Governor John Rankin signed the Domestic Partnership Act into law Wednesday reversing the rights of same-sex partners to wed. The legislation allows any couple to enter into a domestic partnership and gives same-sex couples similar rights to those enjoyed by opposite-sex couples. But such partnerships will not be legally recognized as “marriage.”
“The Act is intended to strike a fair balance between two irreconcilable groups in Bermuda, by restating that marriage must be between a male and a female while at the same time recognizing and protecting the rights of same-sex couples,” the governor’s office said in a statement posted to its website.
The act passed Bermuda’s House and Senate by wide margins in December. A 2016 referendum found nearly 69 percent of Bermudians oppose same-sex marriage.
The British government condemned the move but said it could not rightfully intervene to block the legislation. British Prime Minister Theresa May was “seriously disappointed” by the decision, a spokesperson told the Associated Press.
About a half-dozen same-sex couples married in the months after the practice was legalized on the small island of approximately 65,000. Those unions will continue to be recognized under the law, the governor’s office said.

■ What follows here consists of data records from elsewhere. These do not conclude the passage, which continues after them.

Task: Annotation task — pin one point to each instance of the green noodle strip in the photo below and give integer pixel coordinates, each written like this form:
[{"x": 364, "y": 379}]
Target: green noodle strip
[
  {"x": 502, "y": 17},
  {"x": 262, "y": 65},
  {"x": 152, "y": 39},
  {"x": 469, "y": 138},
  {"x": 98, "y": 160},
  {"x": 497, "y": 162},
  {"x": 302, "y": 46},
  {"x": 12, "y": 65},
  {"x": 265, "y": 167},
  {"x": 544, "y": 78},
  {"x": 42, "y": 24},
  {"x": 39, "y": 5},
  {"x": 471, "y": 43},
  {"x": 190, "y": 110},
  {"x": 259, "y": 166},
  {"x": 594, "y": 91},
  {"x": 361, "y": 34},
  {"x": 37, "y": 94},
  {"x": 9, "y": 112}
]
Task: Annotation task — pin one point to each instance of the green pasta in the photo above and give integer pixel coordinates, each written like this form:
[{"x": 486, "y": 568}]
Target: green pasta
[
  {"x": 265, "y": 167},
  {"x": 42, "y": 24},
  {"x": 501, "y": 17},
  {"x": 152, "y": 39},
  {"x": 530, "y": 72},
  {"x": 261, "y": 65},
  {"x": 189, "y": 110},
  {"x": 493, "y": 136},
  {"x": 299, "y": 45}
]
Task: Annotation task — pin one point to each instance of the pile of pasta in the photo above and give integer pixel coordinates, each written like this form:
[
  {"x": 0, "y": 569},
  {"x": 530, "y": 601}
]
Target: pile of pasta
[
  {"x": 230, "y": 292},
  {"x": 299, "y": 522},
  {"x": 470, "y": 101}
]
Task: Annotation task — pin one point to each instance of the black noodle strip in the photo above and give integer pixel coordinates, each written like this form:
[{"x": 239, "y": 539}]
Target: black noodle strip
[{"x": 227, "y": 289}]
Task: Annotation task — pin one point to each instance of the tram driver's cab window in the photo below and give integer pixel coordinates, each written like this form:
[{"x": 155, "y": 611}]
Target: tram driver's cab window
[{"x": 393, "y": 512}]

Gay-rights groups around the world blasted the move as a step in the wrong direction for equality.
Ty Cobb, director of Human Rights Campaign Global, said the legislation “strips loving same-sex couples of the right to marry and jeopardizes Bermuda’s international reputation and economy.”
“Despite this deplorable action, the fight for marriage equality in Bermuda will continue until the day when every Bermudian is afforded the right to marry the person they love,” Mr. Cobb said in a statement.